I want a similar numerical scheme for 2D convection-diffusion equation that is given as follows $$\tag{5}\frac{\partial u}{\partial t} + v \nabla_{\textbf{x}} u = \mu\Delta u, \quad \textbf{x} = (x,y)^T \in \Omega, \ \ t \in \mathbb{R}^{+}.$$ Where the domain is a region between two non-concentric circles (but the smaller one lies inside of another) and the boundary and inital conditions:

\begin{align}\tag{6} &u(\textbf{x}, t) = 0, \quad \textbf{x} \in \partial\Omega, \ \ t \in \mathbb{R}^+ \\ &u(\textbf{x}, 0) = u_0(\textbf{x}), \quad \textbf{x} \in \Omega \tag{7}.\end{align}

I have triangulated the domain (see the figure which I couldn't resize, sorry).

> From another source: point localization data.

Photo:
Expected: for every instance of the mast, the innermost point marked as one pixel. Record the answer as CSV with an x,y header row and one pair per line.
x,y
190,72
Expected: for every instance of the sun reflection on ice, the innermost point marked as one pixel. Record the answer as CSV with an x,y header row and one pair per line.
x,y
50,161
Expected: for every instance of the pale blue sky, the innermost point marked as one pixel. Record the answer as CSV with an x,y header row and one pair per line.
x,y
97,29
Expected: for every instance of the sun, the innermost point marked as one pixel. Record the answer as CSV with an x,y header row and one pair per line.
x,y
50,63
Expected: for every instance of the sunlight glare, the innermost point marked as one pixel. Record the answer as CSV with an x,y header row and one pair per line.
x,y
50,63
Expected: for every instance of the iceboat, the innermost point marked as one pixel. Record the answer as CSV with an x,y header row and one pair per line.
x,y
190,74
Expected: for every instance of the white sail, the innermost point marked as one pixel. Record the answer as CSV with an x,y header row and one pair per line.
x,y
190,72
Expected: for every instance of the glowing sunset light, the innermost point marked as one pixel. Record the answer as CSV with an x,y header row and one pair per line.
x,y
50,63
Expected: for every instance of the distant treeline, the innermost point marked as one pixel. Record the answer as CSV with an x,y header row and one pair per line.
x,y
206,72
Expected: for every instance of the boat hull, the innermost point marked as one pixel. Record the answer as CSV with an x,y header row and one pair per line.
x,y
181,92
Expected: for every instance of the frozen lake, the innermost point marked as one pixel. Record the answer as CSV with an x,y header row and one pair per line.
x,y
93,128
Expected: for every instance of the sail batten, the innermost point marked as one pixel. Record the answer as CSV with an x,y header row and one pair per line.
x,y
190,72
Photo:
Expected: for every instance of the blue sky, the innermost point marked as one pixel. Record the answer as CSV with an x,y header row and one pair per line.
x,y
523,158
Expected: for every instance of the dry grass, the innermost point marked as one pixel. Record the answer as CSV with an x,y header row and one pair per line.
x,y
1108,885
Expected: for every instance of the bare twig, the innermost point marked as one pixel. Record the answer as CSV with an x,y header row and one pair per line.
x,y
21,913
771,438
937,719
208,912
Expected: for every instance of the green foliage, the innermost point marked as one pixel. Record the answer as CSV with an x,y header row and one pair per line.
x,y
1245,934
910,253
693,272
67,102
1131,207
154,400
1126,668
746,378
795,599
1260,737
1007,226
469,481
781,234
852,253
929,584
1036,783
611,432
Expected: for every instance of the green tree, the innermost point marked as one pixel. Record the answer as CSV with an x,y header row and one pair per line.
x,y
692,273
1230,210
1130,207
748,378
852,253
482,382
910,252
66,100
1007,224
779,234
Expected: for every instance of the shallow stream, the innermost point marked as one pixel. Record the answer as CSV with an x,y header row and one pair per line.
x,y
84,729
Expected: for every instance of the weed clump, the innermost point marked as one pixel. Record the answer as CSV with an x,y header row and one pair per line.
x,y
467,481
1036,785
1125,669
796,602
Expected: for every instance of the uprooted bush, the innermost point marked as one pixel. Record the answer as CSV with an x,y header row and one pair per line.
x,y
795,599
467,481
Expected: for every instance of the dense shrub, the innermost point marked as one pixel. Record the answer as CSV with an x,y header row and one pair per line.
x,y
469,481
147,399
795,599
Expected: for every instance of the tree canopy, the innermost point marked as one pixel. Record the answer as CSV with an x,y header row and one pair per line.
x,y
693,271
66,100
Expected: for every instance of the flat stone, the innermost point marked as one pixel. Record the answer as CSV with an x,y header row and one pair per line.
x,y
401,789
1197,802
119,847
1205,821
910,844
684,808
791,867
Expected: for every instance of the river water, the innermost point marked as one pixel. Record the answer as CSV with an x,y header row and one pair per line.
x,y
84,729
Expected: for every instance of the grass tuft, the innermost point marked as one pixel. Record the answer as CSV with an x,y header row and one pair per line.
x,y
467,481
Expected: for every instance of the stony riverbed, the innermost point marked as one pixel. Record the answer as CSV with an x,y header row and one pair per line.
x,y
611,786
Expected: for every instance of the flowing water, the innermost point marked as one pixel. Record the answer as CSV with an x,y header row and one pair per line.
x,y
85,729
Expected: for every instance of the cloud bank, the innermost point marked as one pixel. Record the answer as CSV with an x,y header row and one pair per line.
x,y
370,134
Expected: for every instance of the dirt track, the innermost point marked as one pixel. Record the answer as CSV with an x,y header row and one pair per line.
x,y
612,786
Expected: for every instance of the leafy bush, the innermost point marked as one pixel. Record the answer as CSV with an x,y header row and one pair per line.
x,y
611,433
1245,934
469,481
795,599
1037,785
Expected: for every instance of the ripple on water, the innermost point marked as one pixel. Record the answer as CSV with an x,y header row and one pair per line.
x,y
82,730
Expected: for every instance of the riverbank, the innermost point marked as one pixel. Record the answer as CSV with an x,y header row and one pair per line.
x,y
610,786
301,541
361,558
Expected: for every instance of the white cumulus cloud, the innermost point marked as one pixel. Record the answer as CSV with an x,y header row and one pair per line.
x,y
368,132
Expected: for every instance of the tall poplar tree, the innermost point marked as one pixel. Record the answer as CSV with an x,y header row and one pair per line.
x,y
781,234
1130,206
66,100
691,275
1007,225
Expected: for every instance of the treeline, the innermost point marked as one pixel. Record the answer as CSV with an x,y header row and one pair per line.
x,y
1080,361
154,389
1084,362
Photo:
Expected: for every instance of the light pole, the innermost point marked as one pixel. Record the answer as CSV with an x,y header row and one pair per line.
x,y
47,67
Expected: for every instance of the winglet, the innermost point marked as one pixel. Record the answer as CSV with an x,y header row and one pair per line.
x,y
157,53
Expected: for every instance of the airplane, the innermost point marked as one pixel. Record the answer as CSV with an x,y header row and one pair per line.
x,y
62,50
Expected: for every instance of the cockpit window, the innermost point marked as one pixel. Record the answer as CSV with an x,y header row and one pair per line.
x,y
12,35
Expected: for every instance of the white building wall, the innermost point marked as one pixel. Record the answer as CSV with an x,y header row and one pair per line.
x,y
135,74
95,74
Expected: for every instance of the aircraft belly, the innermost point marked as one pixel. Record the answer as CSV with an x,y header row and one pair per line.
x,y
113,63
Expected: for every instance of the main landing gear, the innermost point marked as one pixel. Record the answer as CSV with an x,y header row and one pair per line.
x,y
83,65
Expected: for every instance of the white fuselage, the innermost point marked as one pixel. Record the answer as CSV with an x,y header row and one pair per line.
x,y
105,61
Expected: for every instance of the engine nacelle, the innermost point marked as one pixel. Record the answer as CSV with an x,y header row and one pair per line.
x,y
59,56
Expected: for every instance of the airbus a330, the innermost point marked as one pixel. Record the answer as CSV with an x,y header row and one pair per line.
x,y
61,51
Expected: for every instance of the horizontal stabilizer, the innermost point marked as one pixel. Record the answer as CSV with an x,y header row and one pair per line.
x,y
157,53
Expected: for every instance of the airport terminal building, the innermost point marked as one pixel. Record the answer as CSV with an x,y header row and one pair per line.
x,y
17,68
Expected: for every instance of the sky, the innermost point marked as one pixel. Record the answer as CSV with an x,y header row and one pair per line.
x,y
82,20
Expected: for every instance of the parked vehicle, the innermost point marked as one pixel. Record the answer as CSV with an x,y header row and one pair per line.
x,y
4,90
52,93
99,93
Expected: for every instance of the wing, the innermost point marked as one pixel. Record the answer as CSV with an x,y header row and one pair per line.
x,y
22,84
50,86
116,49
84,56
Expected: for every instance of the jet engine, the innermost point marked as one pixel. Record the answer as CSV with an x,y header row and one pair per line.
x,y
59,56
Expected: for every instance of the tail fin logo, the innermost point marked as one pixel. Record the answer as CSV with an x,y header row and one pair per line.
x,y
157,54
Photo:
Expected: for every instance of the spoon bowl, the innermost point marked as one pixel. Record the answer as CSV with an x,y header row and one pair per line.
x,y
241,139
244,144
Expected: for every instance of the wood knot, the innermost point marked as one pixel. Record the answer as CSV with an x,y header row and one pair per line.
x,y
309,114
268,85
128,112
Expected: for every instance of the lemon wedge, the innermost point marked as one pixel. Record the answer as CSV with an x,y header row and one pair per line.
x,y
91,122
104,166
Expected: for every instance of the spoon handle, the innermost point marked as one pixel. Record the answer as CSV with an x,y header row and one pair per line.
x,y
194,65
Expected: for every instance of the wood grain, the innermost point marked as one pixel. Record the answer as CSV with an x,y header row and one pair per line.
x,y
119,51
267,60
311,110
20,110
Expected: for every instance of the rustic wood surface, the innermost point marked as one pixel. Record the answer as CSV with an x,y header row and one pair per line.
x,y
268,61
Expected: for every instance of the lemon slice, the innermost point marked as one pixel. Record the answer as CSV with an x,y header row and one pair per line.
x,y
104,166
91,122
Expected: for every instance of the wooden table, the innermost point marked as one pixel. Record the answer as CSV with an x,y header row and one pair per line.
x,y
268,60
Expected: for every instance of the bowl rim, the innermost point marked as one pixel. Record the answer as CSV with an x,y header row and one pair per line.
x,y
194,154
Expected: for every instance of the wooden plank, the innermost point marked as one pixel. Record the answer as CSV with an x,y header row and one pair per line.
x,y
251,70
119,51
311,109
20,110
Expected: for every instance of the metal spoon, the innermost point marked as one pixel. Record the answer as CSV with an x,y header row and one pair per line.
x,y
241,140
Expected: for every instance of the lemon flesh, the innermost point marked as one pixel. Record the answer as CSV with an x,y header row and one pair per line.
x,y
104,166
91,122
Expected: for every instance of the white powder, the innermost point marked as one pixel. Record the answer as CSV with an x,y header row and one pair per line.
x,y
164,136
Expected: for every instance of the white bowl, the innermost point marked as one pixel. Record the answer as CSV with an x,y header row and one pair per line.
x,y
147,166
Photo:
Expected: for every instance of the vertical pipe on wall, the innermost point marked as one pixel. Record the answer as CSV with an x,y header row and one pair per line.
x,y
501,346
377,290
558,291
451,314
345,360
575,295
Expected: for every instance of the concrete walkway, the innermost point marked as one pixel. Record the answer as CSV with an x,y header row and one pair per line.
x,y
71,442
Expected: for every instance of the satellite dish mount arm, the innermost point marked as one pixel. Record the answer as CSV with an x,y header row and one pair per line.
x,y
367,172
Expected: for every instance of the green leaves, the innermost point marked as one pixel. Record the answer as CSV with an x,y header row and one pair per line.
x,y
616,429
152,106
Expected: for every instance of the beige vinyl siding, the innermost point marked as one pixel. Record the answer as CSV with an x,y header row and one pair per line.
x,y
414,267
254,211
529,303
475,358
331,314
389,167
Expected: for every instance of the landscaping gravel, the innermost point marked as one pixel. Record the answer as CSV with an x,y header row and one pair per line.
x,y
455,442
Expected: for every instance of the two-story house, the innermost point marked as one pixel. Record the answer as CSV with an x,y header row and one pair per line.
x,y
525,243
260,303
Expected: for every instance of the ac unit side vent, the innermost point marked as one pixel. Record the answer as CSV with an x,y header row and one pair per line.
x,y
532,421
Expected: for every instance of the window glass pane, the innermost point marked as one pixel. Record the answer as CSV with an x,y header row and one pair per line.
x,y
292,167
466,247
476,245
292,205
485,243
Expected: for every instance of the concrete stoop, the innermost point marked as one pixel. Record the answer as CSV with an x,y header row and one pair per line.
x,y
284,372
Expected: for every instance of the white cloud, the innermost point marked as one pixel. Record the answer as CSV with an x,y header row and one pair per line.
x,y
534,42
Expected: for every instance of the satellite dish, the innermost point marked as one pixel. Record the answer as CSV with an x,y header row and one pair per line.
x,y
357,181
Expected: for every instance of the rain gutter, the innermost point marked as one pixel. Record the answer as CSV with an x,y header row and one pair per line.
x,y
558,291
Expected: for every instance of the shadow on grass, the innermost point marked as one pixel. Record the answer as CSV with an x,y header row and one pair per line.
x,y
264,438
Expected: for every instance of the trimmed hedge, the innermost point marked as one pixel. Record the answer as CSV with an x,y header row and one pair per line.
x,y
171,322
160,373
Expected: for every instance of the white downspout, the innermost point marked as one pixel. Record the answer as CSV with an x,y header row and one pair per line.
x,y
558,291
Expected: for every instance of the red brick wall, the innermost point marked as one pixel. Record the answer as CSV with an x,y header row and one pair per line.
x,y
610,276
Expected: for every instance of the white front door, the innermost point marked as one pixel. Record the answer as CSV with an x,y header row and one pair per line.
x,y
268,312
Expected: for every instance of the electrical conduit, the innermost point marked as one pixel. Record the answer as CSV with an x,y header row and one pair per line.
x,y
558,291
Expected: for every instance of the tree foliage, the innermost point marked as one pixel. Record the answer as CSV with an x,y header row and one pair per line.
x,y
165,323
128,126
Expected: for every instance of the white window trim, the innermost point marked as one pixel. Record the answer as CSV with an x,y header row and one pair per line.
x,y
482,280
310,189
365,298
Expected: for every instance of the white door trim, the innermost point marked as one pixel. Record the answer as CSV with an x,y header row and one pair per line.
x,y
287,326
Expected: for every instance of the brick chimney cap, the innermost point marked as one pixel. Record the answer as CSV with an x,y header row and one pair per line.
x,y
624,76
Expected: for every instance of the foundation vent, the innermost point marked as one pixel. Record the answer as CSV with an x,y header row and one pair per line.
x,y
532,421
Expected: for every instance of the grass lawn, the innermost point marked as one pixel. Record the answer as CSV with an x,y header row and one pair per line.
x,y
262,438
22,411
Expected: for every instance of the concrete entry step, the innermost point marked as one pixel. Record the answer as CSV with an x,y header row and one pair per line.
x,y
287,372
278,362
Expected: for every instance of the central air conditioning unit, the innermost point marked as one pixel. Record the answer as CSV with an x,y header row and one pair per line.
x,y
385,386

If I want to discretize the equation (cell-centered discretization), I will need to find the weak form of the problem by integrating over each controll volume (triangle) $$A_i$$ and use $$\frac{1}{|A_i|}\int_{A_i} v\nabla_{\textbf x} u d\textbf x = \frac{1}{|A_i|}\oint_{\partial A_i} (v\cdot n)u d\textbf s,\tag{8}$$ and $$\frac{1}{|A_i|}\int_{A_i} \mu\Delta u d\textbf x = \frac{\mu}{|A_i|}\oint_{\partial A_i} \nabla u\cdot n d\textbf s.\tag{9}$$ For the time dependent term, we can still use the approach from 1D case $$\frac{\partial u_{i}^n}{\partial t} \approx \frac{U_{i}^{n+1} - U_{i}^{n}}{\Delta t}.\tag{10}$$

However, I am not sure how to efficiently discretize the other integrals. At least, it doesn't seem as simple as the 1D case.